16.   Bhuna Co-Operative Sugar Mill Ltd vs Mohinder Singh [2001 (90) FLR 179, (2001) ILLJ 494 P H, (2000) 126 PLR 548]

It was held that the onus to prove abandonment was on the management.

17.   D.K. Yadav vs J.M.A. Industries Ltd [1993 SCR (3) 930, 1993 SCC (3) 259]

The Supreme Court in many words rejected the contention put forth by the management that employee's eight days absence from duty brings about automatic loss of lien on the post and nothing more need be done by the management to pass an order terminating the service. The Supreme Court declared that such a contention bears no substance. It is observed that striking of the name from the rolls for unauthorised absence from duty amounted to termination of service and absence from duty for 8 consecutive day’s cannot automatically amount to misconduct and termination of service on such grounds without complying with minimum principles of natural justice would not be justified.

18.   Management of Continental vs Workmen Of Continental [ILR 2004 KAR 54, (2003) IIILLJ 612 Kant] – “A VERY IMPORTANT CASE LAW”

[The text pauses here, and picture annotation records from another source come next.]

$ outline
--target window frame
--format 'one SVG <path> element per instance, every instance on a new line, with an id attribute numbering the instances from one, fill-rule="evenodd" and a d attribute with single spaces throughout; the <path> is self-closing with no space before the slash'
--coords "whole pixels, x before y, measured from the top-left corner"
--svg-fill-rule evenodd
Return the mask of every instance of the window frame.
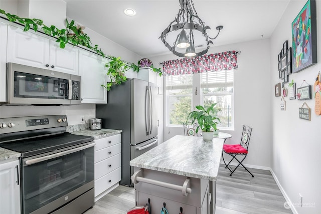
<path id="1" fill-rule="evenodd" d="M 226 72 L 230 71 L 230 70 L 226 71 Z M 215 72 L 215 71 L 213 71 L 213 72 Z M 192 76 L 192 94 L 184 94 L 184 95 L 170 95 L 169 94 L 168 90 L 167 89 L 167 79 L 165 80 L 165 95 L 166 96 L 165 100 L 165 111 L 164 113 L 166 114 L 166 116 L 165 117 L 165 123 L 166 126 L 167 127 L 179 127 L 181 128 L 182 124 L 170 124 L 170 111 L 169 111 L 169 99 L 170 97 L 174 97 L 174 96 L 192 96 L 192 108 L 193 109 L 193 106 L 196 106 L 198 105 L 203 105 L 204 104 L 204 96 L 218 96 L 218 95 L 231 95 L 231 117 L 232 117 L 232 124 L 230 127 L 218 127 L 221 130 L 233 130 L 234 128 L 234 124 L 235 124 L 235 118 L 234 118 L 234 71 L 232 71 L 232 75 L 233 75 L 233 82 L 231 83 L 231 86 L 233 87 L 233 92 L 223 92 L 223 93 L 210 93 L 210 94 L 203 94 L 202 89 L 204 88 L 201 88 L 202 85 L 204 84 L 206 84 L 205 83 L 202 83 L 202 77 L 201 74 L 205 73 L 195 73 L 192 74 L 189 74 L 189 75 L 193 75 Z M 228 84 L 228 82 L 227 84 Z M 212 85 L 214 83 L 210 83 L 210 85 Z M 190 86 L 187 86 L 188 87 L 190 87 Z M 229 86 L 227 86 L 227 87 L 229 87 Z M 176 88 L 176 87 L 174 87 L 173 88 Z M 177 88 L 179 88 L 179 87 L 177 87 Z M 197 93 L 196 93 L 196 90 L 197 90 Z M 194 108 L 195 109 L 195 108 Z M 196 109 L 194 109 L 196 110 Z M 191 110 L 191 111 L 193 109 Z"/>

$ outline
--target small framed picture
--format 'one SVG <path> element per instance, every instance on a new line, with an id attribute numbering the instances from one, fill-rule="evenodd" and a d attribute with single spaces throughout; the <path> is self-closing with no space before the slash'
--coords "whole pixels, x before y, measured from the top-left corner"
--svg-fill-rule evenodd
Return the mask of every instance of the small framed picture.
<path id="1" fill-rule="evenodd" d="M 283 49 L 285 52 L 287 50 L 287 40 L 285 41 L 285 42 L 283 44 Z"/>
<path id="2" fill-rule="evenodd" d="M 275 97 L 281 96 L 281 84 L 280 83 L 274 86 L 274 92 L 275 92 Z"/>
<path id="3" fill-rule="evenodd" d="M 289 84 L 289 97 L 290 100 L 295 100 L 296 98 L 296 94 L 295 94 L 295 83 L 290 85 Z"/>
<path id="4" fill-rule="evenodd" d="M 281 71 L 284 71 L 286 69 L 286 55 L 285 54 L 281 58 Z"/>
<path id="5" fill-rule="evenodd" d="M 283 73 L 284 73 L 284 78 L 283 80 L 284 83 L 287 83 L 289 82 L 289 76 L 285 72 L 286 71 L 283 71 Z"/>
<path id="6" fill-rule="evenodd" d="M 289 75 L 292 73 L 292 63 L 288 63 L 286 66 L 286 74 Z"/>
<path id="7" fill-rule="evenodd" d="M 301 87 L 297 89 L 297 100 L 310 100 L 311 86 Z"/>
<path id="8" fill-rule="evenodd" d="M 292 48 L 289 47 L 286 51 L 286 64 L 292 62 Z"/>

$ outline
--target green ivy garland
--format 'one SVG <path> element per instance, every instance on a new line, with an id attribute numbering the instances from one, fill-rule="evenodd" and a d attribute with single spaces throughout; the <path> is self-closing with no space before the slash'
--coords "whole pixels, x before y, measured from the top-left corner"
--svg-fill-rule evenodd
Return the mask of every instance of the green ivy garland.
<path id="1" fill-rule="evenodd" d="M 89 37 L 82 31 L 84 27 L 78 25 L 76 26 L 74 20 L 72 20 L 69 23 L 66 19 L 66 29 L 60 30 L 54 25 L 52 25 L 50 27 L 47 26 L 44 24 L 43 21 L 40 19 L 19 17 L 17 15 L 6 13 L 5 11 L 1 9 L 0 9 L 0 14 L 5 15 L 10 22 L 18 21 L 24 25 L 25 26 L 24 31 L 28 31 L 32 27 L 34 31 L 37 32 L 38 30 L 38 26 L 40 27 L 45 34 L 57 39 L 56 42 L 59 43 L 61 48 L 65 48 L 66 44 L 70 43 L 72 44 L 73 46 L 82 45 L 92 50 L 103 57 L 105 57 L 101 49 L 98 48 L 97 45 L 93 46 Z M 112 56 L 108 56 L 108 57 L 111 61 L 108 63 L 106 63 L 105 66 L 109 68 L 107 75 L 110 78 L 111 82 L 107 83 L 106 85 L 102 85 L 102 86 L 104 87 L 107 91 L 110 90 L 110 87 L 112 85 L 119 85 L 127 80 L 124 74 L 130 67 L 133 69 L 134 72 L 138 72 L 139 70 L 137 65 L 121 60 L 120 57 L 116 58 Z M 162 76 L 160 68 L 157 69 L 152 67 L 151 68 L 154 72 L 158 73 L 159 76 Z"/>

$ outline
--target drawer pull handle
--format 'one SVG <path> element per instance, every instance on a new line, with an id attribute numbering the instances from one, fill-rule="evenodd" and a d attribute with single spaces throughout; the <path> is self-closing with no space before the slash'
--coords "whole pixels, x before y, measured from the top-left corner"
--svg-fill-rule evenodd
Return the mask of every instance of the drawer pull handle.
<path id="1" fill-rule="evenodd" d="M 155 185 L 156 186 L 162 186 L 169 189 L 180 191 L 184 196 L 187 196 L 189 193 L 192 192 L 192 189 L 188 187 L 190 185 L 190 177 L 187 177 L 183 184 L 182 186 L 180 186 L 176 184 L 173 184 L 140 176 L 139 175 L 142 175 L 142 171 L 141 169 L 134 173 L 134 174 L 130 177 L 131 182 L 135 184 L 137 184 L 139 182 L 142 182 L 143 183 L 149 183 L 150 184 Z"/>

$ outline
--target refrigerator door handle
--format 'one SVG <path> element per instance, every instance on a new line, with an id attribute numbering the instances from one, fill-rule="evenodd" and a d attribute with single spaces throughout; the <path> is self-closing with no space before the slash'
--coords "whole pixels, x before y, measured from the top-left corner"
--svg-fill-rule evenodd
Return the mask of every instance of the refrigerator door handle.
<path id="1" fill-rule="evenodd" d="M 137 149 L 138 151 L 140 151 L 142 150 L 143 149 L 145 149 L 146 148 L 149 147 L 151 146 L 152 146 L 153 145 L 154 145 L 155 143 L 157 143 L 157 142 L 158 141 L 158 139 L 155 139 L 155 140 L 154 140 L 153 142 L 152 142 L 151 143 L 150 143 L 149 144 L 147 144 L 145 146 L 141 146 L 140 147 L 137 147 L 136 148 L 136 149 Z"/>
<path id="2" fill-rule="evenodd" d="M 151 86 L 149 86 L 149 134 L 151 134 L 152 128 L 152 97 L 151 96 Z"/>
<path id="3" fill-rule="evenodd" d="M 149 89 L 148 86 L 146 87 L 146 96 L 145 97 L 145 123 L 146 125 L 146 132 L 149 134 L 149 101 L 148 97 L 149 96 Z"/>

A contract of employment can be determined under a number of circumstances such as death, impossibility, frustration, abandonment, voluntary retirement, superannuation, retrenchment, discharge under the contract, discharge on transfer or closure of the establishment, and dismissal or removal by way of punishment. Therefore if it is proved that an employee voluntarily abandoned the job, then, the contract of employment between such employee and the management comes to an end. The contract of service comes to an end where the employee abandons his job.

The term "abandonment of service" has not been defined in the Rules. In RANDOM HOUSE DICTIONARY, the word "abandonment" has been explained to mean "to leave completely and finally, forsake utterly, to relinquish, to renounce, to give up all concern in something".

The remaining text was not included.